Methods: One point each was awarded for these 4 MRI findings: max periventricular Fazekas score = 3 and/or max subcortical Fazekas score > 2; >1 cerebral microbleed 2 (i.e. > 11 PVS unilaterally); > 1 old lacune (3-15 mm) on FLAIR/T1. Annualized rates of recurrent stroke were computed assuming a Poisson model, and c-statistics were calculated for the SVD score model and for two other previously published SPS3 derived models.
Results: Of 3020 participants, 1137 had complete data available for SVD scoring. Prevalence of SVD scores 0, 1, 2, 3, and 4 were 19% (n=219), 29% (n=325), 24% (n=277), 18% (n=200), and 10% (n=116). PVS (55%) were most common, followed by moderate-severe white matter hyperintensities (45), lacunes (41), and microbleeds (30). Recurrent stroke rates did not strictly increase with increasing SVD score, i.e. rates were 2.4%/pt-yr (95% CI 1.5, 3.9), 1.4 (0.8, 2.3), 2.0 (1.3, 3.2), 3.8 (2.5, 5.7), and 3.2 (1.8, 5.6) respectively.

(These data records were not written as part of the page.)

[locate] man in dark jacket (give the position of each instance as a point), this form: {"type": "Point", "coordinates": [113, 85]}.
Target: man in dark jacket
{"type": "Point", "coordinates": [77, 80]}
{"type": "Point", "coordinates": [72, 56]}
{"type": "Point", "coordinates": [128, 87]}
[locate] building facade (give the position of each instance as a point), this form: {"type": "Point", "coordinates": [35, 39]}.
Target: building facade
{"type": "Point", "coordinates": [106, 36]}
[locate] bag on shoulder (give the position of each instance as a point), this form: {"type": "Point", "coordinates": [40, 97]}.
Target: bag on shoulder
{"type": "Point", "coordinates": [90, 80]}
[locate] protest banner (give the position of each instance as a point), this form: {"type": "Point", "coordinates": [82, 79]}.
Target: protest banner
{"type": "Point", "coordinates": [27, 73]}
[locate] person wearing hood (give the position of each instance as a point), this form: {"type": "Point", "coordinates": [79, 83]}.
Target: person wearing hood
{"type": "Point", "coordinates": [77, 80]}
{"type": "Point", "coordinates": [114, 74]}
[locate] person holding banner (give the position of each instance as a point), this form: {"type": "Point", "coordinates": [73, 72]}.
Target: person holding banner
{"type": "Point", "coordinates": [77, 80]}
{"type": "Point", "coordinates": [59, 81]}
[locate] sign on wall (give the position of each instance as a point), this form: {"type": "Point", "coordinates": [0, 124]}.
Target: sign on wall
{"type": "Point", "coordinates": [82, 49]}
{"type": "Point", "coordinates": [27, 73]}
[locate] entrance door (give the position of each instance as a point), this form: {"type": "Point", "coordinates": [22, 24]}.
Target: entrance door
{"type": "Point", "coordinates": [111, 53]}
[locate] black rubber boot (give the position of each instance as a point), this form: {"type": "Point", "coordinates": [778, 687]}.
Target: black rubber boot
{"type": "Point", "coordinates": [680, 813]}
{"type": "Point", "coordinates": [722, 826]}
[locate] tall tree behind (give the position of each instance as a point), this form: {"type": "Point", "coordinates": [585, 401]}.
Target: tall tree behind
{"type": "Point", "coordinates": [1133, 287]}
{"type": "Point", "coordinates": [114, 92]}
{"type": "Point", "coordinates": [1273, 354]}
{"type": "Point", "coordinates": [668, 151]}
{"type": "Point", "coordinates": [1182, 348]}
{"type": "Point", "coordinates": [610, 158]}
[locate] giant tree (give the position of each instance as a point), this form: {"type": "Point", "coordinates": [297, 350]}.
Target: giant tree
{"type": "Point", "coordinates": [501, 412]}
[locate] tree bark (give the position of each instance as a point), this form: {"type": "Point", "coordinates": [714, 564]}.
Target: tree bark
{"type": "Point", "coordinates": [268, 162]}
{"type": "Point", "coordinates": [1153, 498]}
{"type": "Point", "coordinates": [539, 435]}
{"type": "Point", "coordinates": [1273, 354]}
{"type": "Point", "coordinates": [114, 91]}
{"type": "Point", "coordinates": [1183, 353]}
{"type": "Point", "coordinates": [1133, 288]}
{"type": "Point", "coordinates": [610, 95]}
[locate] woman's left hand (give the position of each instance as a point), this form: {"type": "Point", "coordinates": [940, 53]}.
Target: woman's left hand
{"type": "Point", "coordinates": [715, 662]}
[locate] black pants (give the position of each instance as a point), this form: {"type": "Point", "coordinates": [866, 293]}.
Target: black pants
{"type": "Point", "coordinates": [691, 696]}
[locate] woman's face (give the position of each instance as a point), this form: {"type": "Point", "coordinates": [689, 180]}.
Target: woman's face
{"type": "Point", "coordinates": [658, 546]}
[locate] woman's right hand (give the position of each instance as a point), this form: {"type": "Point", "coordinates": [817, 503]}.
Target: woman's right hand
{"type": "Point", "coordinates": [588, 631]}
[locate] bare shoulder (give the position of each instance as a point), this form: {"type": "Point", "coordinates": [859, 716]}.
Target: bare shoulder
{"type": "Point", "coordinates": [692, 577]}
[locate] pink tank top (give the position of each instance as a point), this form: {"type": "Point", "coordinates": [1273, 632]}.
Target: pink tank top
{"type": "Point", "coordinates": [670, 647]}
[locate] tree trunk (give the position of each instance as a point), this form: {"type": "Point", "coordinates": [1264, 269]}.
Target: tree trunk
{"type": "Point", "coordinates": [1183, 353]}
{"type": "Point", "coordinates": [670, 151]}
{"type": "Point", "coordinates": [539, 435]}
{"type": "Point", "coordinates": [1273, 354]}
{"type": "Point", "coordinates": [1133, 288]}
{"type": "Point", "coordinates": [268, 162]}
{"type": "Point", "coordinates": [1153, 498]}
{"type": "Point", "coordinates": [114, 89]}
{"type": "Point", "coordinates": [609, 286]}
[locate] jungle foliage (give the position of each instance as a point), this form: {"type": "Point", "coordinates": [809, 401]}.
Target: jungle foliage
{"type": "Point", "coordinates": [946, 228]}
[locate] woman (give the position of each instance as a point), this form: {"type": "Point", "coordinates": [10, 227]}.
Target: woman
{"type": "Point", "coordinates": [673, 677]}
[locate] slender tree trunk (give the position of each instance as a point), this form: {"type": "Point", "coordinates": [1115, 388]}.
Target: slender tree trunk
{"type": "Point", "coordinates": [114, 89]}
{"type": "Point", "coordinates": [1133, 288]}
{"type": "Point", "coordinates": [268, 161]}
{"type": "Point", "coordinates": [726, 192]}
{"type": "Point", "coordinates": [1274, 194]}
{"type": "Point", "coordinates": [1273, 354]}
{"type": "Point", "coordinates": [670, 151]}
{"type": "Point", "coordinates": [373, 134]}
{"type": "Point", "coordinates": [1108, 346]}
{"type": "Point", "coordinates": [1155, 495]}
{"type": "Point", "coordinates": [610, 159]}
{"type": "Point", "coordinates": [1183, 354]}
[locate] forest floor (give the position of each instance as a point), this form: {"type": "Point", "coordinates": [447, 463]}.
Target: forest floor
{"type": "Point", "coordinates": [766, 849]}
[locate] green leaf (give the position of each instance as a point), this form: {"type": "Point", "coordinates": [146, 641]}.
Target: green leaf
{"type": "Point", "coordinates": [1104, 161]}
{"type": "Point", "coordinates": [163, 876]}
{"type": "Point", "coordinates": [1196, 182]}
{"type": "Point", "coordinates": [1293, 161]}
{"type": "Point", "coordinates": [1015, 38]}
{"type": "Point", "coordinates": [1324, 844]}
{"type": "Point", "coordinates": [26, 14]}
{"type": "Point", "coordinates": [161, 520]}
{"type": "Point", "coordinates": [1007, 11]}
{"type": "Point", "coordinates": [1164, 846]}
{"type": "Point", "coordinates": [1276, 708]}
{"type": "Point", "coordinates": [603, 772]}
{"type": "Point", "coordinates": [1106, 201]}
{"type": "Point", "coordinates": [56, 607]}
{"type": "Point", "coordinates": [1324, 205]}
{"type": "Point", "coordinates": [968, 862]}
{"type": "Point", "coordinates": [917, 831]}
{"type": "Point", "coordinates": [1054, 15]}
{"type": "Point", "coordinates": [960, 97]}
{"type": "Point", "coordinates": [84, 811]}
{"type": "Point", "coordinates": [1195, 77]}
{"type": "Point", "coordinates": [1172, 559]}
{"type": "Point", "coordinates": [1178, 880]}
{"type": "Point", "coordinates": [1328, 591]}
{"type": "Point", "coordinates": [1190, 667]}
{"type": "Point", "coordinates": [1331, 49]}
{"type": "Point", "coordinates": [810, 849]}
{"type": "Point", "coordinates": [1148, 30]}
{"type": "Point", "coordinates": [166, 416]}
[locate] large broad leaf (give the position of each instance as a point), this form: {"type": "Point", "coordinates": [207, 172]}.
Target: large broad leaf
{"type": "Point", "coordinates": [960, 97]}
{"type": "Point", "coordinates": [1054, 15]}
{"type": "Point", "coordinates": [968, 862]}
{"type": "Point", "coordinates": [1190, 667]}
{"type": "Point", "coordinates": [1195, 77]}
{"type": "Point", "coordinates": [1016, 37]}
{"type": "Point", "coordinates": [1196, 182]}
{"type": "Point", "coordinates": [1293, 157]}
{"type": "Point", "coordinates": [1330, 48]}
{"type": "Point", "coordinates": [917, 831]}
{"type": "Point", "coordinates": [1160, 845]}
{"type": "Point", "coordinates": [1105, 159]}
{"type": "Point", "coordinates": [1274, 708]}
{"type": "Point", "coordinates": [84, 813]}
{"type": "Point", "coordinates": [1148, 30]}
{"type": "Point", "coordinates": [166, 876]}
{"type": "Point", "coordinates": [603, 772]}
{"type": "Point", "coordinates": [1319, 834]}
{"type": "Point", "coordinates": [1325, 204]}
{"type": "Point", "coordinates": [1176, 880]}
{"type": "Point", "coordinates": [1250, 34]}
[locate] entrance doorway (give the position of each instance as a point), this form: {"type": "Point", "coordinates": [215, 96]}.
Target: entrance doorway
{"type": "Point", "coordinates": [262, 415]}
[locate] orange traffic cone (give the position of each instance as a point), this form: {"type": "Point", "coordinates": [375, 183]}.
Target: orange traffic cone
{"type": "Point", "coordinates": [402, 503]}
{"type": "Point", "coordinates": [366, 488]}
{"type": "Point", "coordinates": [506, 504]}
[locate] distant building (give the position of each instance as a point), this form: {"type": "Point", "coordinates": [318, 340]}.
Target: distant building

When SVD scores of 0-2 vs. 3-4 were grouped and compared with two other models for predicting recurrent stroke in this cohort, the SVD score model did not outperform. (Table)
Conclusions: SVD score features were very common in the SPS3 cohort. Higher (3-4) vs. lower (0-2) SVD scores predicted recurrent stroke with similar predictive ability to models including clinical risk factors only +/- fewer MRI features. Further testing of the SVD score is warranted.